Different efficacies of neutralizing antibodies and antiviral drugs on SARS-CoV-2 Omicron subvariants, BA.1 and BA.2.

The severe acute respiratory syndrome coronavirus 2 (SARS-CoV-2) Omicron subvariant BA.2 has spread in many countries, replacing the earlier Omicron subvariant BA.1 and other variants. Here, using a cell culture infection assay, we quantified the intrinsic sensitivity of BA.2 and BA.1 compared with other variants of concern, Alpha, Gamma, and Delta, to five approved-neutralizing antibodies and antiviral drugs. Our assay revealed the diverse sensitivities of these variants to antibodies, including the loss of response of both BA.1 and BA.2 to casirivimab and of BA.1 to imdevimab.
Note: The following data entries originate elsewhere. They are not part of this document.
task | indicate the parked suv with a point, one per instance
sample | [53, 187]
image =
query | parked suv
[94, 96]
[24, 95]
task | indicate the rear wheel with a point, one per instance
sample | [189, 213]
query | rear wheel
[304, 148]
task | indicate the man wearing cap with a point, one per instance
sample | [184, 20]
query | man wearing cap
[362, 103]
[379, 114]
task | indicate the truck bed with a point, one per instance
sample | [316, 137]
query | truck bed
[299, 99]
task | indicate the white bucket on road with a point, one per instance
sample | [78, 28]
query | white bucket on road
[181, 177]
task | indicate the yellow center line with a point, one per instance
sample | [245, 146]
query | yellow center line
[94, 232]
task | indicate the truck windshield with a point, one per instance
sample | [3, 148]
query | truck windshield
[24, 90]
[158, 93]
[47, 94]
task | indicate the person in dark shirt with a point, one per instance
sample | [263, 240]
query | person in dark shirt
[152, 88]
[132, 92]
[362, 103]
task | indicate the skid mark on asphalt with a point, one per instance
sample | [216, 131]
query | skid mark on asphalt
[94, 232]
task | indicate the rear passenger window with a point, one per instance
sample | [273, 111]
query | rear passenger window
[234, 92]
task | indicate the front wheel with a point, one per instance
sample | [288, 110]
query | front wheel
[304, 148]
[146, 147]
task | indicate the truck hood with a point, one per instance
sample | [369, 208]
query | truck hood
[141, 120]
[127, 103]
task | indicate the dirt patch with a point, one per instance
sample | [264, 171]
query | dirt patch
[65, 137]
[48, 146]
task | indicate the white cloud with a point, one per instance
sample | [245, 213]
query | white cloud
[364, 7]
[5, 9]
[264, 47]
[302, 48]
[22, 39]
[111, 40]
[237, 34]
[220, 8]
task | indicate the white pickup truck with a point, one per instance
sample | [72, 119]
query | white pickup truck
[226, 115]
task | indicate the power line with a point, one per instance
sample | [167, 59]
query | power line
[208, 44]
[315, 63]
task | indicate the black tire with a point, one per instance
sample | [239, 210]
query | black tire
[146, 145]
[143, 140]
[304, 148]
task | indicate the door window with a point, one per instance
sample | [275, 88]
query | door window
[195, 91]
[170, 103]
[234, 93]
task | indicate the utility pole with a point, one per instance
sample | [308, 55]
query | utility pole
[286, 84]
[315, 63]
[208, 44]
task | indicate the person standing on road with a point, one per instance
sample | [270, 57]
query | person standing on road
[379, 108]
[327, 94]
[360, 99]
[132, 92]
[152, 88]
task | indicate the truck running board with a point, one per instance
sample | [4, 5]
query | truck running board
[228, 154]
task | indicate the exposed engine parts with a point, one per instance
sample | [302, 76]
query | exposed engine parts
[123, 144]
In contrast, EIDD-1931 and nirmatrelvir showed a more conserved activities to these variants. The viral response profile combined with mathematical analysis estimated differences in antiviral effects among variants in the clinical concentrations. These analyses provide essential evidence that gives insight into variant emergence's impact on choosing optimal drug treatment.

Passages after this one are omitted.